As customers avail themselves of products and services in a more digital way, insurers are evolving their CRM strategies to meet new expectations.

 The Digital Insurer reviews Avande’s Report on CRM in Insurance New Opportunities in the Digital Age

CRM systems for managing digital customers are seeing a resurgence across all lines of insurance 

In “CRM in Insurance: New Opportunities in the Digital Age”, Avanade combines their direct experience in digital strategy with data from their survey of 73 North American insurers (both property/casualty and life/annuity) around how insurers are improving relationship management capabilities with customers and agents.

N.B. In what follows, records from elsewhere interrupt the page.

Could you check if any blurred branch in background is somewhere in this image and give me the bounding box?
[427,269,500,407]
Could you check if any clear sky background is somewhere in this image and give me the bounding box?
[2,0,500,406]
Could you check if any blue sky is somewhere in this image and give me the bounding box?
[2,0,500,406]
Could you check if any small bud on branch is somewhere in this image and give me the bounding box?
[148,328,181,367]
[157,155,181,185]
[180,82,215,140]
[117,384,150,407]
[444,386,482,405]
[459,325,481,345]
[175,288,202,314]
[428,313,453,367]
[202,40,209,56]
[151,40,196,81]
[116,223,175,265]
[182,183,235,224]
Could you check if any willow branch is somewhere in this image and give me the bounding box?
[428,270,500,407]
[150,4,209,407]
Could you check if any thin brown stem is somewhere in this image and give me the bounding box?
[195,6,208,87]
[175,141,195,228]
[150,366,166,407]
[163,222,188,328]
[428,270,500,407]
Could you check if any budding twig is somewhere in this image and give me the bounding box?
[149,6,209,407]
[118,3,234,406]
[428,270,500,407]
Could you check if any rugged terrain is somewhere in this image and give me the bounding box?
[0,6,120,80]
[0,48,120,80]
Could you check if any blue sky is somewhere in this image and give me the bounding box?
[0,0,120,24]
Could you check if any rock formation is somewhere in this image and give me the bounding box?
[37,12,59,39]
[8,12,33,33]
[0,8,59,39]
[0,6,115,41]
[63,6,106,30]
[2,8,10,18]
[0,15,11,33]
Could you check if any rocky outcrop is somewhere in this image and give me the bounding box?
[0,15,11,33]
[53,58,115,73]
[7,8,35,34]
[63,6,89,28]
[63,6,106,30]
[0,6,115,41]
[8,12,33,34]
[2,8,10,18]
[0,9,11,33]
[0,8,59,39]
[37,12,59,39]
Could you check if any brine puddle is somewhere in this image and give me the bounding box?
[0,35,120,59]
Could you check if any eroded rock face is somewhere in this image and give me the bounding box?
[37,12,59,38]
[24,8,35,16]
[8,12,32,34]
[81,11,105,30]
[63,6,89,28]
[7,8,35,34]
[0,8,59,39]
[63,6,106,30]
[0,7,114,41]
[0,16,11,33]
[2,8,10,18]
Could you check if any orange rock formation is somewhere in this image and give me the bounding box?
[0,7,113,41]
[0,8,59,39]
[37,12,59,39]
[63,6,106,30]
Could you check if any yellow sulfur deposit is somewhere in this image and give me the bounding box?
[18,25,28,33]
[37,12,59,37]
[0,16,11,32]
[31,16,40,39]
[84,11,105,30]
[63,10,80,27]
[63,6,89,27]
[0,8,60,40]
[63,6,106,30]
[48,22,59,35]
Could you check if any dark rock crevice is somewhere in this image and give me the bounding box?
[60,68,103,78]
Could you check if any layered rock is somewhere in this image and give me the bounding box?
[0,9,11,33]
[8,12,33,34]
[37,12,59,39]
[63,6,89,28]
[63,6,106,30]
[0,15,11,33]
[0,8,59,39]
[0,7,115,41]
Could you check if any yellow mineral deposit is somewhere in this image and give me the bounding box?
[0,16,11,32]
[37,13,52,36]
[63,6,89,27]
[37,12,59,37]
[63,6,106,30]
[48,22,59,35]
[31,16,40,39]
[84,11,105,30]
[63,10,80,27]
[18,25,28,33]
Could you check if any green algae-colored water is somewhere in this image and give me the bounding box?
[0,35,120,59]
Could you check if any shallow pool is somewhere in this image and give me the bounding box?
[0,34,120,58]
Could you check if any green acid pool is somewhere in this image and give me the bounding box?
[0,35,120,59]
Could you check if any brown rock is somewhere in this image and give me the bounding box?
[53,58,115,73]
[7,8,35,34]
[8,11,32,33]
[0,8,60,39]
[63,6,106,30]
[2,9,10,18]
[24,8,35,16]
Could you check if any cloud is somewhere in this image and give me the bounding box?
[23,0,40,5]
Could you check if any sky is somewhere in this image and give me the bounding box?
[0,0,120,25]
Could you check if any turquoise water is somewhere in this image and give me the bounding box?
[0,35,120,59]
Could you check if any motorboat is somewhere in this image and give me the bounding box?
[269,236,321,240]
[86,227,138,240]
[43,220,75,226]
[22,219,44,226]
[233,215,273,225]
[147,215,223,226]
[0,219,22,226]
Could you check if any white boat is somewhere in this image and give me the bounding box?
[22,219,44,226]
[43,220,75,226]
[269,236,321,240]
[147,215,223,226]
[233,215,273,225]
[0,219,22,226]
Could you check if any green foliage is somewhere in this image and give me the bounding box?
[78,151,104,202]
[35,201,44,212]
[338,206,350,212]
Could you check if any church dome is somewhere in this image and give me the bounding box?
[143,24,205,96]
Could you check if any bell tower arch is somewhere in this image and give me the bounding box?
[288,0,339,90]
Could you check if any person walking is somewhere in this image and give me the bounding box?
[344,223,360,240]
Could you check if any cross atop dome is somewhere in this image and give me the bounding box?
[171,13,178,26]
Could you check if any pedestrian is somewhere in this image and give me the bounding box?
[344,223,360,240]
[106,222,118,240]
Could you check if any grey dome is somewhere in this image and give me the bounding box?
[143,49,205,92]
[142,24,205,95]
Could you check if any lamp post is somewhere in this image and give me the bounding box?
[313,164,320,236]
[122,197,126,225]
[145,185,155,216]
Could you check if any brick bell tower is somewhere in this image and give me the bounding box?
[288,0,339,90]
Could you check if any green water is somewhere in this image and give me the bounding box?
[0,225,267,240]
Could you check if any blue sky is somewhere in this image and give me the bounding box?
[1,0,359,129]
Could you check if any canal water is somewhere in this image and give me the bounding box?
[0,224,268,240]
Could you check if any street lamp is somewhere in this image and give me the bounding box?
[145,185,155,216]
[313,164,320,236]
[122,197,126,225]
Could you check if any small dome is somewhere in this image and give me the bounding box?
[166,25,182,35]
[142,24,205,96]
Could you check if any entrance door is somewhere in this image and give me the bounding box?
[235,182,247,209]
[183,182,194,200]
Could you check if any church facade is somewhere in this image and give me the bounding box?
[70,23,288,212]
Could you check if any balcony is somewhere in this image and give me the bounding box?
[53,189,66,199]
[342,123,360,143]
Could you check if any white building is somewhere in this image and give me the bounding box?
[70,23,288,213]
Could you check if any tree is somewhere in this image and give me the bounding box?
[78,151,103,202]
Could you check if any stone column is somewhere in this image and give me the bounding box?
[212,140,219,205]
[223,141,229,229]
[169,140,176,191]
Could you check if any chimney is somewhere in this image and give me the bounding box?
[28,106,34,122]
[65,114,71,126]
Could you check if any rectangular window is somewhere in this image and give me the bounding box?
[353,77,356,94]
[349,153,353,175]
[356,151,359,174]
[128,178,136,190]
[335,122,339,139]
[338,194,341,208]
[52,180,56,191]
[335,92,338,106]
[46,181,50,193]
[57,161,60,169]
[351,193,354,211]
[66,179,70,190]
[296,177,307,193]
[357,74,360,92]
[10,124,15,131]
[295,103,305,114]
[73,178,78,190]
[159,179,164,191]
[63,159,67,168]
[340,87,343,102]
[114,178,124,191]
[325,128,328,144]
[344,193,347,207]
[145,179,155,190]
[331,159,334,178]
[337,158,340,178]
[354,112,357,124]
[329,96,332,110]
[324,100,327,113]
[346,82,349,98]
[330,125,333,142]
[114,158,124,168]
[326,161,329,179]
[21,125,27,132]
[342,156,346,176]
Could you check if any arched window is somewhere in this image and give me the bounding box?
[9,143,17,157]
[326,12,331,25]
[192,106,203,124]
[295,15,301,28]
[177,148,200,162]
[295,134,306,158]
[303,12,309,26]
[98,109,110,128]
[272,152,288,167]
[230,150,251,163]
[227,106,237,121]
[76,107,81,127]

CRM implementations, per the report, are on the upswing as about a third of North American insurers have major initiatives in progress or planned. Key drivers include improving the customer/agent/producer experience, improving profitability and managing expenses. Other reasons for investing in CRM include understanding pipeline, personalising marketing, and improving cross-sell and up-sell capabilities.

The top-five current capabilities for CRM for Policyholders are:

  1. Contact information
  2. Coverage information
  3. Product information
  4. Recent transactions
  5. Account balances

The top-five CRM capabilities to be enhanced in the next 12 months are:

  1. New sales stage (prospect, needs analysis, etc.)
  2. Mobile access
  3. 360 degree view of customer
  4. Account balances
  5. Contact information

Insurers identify the following as ‘important’ features/capabilities in an enterprise CRM platform:

  • Real time analytics
  • Transactional data integration
  • Mobile app and enablement
  • Cloud
  • Collaboration (chat, real time video, screen sharing)
  • Social media capabilities
  • Customer web-page log data

Insurers seeking to improve the customer experience via CRM should consider the following:

  • Understand where and how relationship information is captured, housed, and managed today, looking at all five “Ps” – prospects, policyholders, producers, partners, and providers
  • Recognize the vital role of solutions that create, orchestrate, manage, and deliver communications, especially Customer Communications Management solutions. These systems will increasingly interact with and rely on CRM
  • Assess the core. Without modern policy, billing, and claims systems it will be difficult to achieve enterprise wide CRM, considering that these are the systems of record that manage the bulk of the transactions
  • Map customer journeys, and develop a plan for how to operationalise insights from the understanding of journey patterns
  • Integrate customer analytics to improve customer touch point experiences with the right message for any interface, any device, anytime
  • Establish a plan, endorsed and driven from the C-suite, to implement a modern CRM solution

Link to Full Article:: click here

Digital Insurer's Comments

When CRM burst on the scene in the late 1990s many insurers, especially tier-one companies, embarked on major multi-year, enterprise-wide initiatives. Results were mixed; lessons learned.

We agree with the authors that it’s a bit of a paradox CRM is seeing a resurgence. It’s fair to say, based on past business and technical challenges, CRM had fallen out of favour. But with new interest in becoming truly customer-centric comes renewed interest in CRM as the main means for achieving same.

The data and complexity issues plaguing CRM implementations twenty years ago still exist and, if anything, have grown stickier and more complex. But managing customers is one thing and managing digital customers entirely another. (D)CRM investments, given rapidly changing customer behaviors, deserve top priority.